Ökologisches Wohnen

Papierhaus von zwei Händen gehalten
Ein gesundes Zuhause sorgt rundum für Wohlbefinden und schont die Umwelt. Daher lohnt es sich auf ökologische Baumaterialen zu achten

Ob bei der Ernährung, der Kleidung oder in der Medizin – immer mehr Verbraucher suchen nach natürlichen Alternativen. Auch nachhaltiges, ökologisches Wohnen liegt voll im Trend. 

Ein gesundes Zuhause sorgt für Wohlbefinden von Körper und Seele. Schadstoffe in Bodenbelägen, Wandfarben oder Möbeln können dagegen ernsthafte gesundheitliche Schäden verursachen – von Allergien über Atemwegsbeschwerden bis zu Krebserkrankungen. Darum lohnt es sich beim Hausbau, Ausbau oder auch der Renovierung einer Wohnung auf ökologische Baumaterialen zu achten. Auch bei der Einrichtung und Wohnraumgestaltung spielt das Thema Wohngesundheit eine wichtige Rolle. Denn auch ein Sofa kann giftige Dämpfe ausscheiden. 
Beim ökologischen Bauen werden Naturbaustoffe und -dämmstoffe verwendet. Natürliche Baustoffe sind sehr robust und wirken sich positiv auf ein gesundes Klima im Gebäude aus. Für die Wände kommen Lehm, Ziegel und Holz infrage. Auch beim Verputz und Anstrich sollten ausschließlich Naturfarben verwendet werden. 

Schadstoffbelastungen prüfen

Abbildung Wohnzimmer
Durch die Wahl des richtigen Bodenbelags und der passenden Wandfarbe lassen sich Schadstoffe aus dem häuslichen Umfeld verbannen.

Beim Kauf eines Eigenheims muss man sorgfältig abwägen, ob alt oder neu die bessere Wahl ist. Alte Häuser haben zwar ihren ganz eigenen Charme, können aber beim Ausbau unvorhergesehene Probleme – wie etwa belastete Böden – bergen. Im Grundbuchamt bekommt man Auskunft darüber, ob das Haus nicht etwa auf einer ehemaligen Deponie gebaut wurde – was leider nicht so selten vorkommt wie man annimmt. Denn in den letzten 100 Jahren wurden so manche giftigen Industrieabfälle einfach im großen Stil vergraben. 

Auch Schimmelbildung ist in alten Häusern des Öfteren ein Problem. Manchmal sagt einem bei der Haus- oder Wohnungsbesichtigung schon die Nase, was Sache ist. Muffigem Kellergeruch sollte man aufmerksam auf den Grund gehen.
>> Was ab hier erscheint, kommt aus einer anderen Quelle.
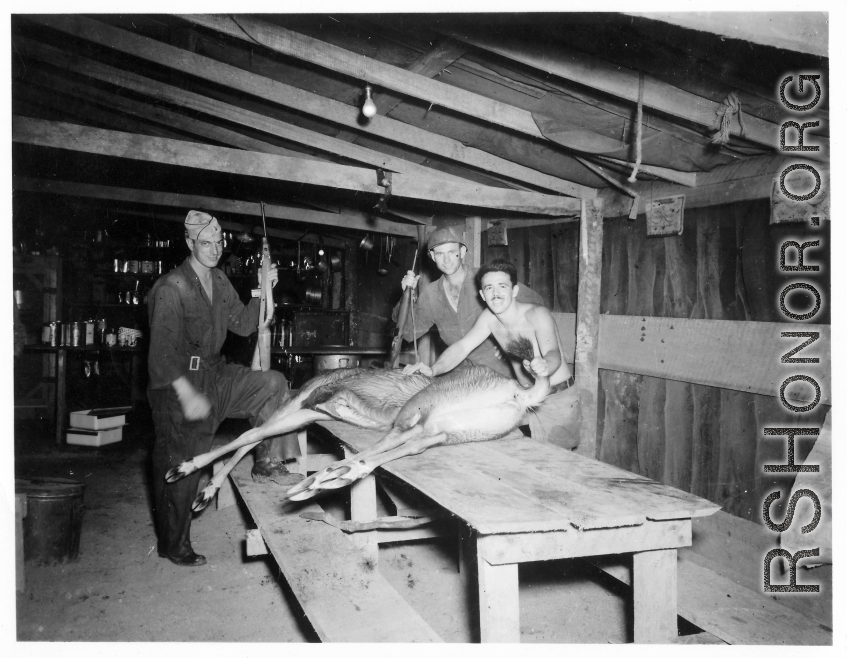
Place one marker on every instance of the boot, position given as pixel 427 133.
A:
pixel 271 455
In Innenräumen können auch Holzschutzmittel, die schon vor Jahren aufgetragen wurden, noch immer in die Raumluft ausdünsten.
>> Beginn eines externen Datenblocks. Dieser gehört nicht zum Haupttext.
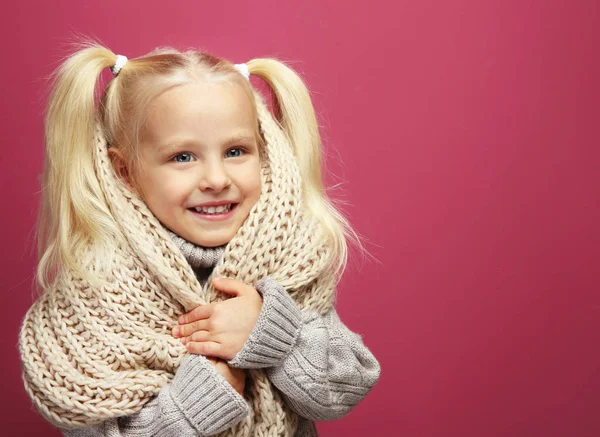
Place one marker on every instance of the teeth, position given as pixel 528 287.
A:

Da es für Laien schwer ist mögliche Schadstoffbelastungen selbst einzuschätzen, sollte man sich unbedingt fachmännische Unterstützung holen. Die Spezialisten des Bundesverbandes deutscher Baubiologen beispielsweise beraten vor dem Hauskauf oder während der Sanierung. Auch Mieter können dort  Messungen vor Ort in Auftrag geben. 

Boden und Wände

Bei einer Renovierung von Haus oder Wohnung bietet sich die Chance Schadstoffe aus dem häuslichen Umfeld zu verbannen. Der Schlüssel dazu ist die Wahl des richtigen Bodenbelags und der passenden Wandfarbe. Holzböden sind umweltfreundlich und ideal für Allergiker. Am schönsten – und am besten für die Raumluft – sind sie in ihrer natürlichen Farbe und Maserung. Alter Lack muss daher meist runter.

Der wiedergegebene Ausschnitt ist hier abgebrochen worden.